There were two shows, Christian Capurro’s work Slave in one room and Optical
Mix, a range of works exploring light, colour and perception, in the other.
Slave consists of
videos, apparently shot on a mobile phone, of some of Dan Flavin’s fluorescent
light works. It came across to me as
another introverted art-world piece, art-about-art-and-its–conditions-of-presentation-and-reception. The presentation was very well done and the
scale was impressive.
Christian Capurro's Slave |
The works in Optical
Mix were very varied, including a colourful Bridget Riley, a hypnotic
circular piece by Ugo Rondinone and another circular piece by Jean-Pierre
Yvaral, a kind of optical illusion that played with two and three
dimensions.
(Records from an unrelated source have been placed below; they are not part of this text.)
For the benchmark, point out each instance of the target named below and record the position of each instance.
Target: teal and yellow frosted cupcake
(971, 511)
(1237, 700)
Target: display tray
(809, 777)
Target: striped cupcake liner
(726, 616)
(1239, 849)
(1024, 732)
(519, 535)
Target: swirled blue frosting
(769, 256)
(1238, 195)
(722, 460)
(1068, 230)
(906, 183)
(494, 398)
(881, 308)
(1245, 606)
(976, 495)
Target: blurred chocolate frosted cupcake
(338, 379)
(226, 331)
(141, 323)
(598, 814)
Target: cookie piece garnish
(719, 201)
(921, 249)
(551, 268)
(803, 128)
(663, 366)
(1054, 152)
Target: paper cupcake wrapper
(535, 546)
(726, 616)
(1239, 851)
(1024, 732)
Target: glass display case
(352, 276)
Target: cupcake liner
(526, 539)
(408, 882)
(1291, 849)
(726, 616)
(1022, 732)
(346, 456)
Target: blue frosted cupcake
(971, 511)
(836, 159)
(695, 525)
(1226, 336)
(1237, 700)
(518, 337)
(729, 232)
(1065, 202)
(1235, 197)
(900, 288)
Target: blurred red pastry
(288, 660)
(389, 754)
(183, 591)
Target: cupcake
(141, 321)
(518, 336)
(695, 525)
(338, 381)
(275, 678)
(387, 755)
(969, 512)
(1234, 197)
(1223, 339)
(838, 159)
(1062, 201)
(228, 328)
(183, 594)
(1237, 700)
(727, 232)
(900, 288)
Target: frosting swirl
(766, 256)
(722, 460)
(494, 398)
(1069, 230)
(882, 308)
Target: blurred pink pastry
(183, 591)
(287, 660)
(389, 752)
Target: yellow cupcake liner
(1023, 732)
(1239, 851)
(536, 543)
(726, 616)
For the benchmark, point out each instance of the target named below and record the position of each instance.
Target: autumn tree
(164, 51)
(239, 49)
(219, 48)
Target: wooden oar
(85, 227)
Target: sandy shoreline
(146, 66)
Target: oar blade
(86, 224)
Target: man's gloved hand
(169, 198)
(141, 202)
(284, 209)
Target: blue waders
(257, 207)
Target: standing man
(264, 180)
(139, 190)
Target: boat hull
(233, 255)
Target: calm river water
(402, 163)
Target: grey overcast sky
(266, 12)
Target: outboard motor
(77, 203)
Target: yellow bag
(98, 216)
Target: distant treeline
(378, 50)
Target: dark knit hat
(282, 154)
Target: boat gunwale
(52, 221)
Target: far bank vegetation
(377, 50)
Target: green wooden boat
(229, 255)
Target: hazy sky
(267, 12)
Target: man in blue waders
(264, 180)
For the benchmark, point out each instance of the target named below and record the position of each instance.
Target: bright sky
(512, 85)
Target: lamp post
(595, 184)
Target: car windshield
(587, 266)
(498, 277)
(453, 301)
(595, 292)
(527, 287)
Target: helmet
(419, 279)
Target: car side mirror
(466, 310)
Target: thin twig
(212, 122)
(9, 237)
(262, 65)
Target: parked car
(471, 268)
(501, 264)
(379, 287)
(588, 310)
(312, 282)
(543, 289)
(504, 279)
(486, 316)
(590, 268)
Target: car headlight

The most visually dominant
was by Cake Industries, consisting of two towers of rapidly changing coloured
lights, intended to be considered as pixels.
The Melbourne Art Fair
On the Saturday morning I went to the Melbourne Art Fair, in the Exhibition Buildings in Carlton Gardens. I suppose I went to get a sense of the commercial end of the Zeitgeist. Certainly there were a lot of things to see: a lot of large things, a lot of brightly coloured things, a lot of large brightly coloured things. A very large and brightly coloured work by Del Kathryn Barton pretty much summed it up for me. Of course it wasn’t all like that: a stark contrast was provided by some beautiful, and beautifully understated, ceramic pieces shown by Yamaki Art Gallery from Osaka, Japan.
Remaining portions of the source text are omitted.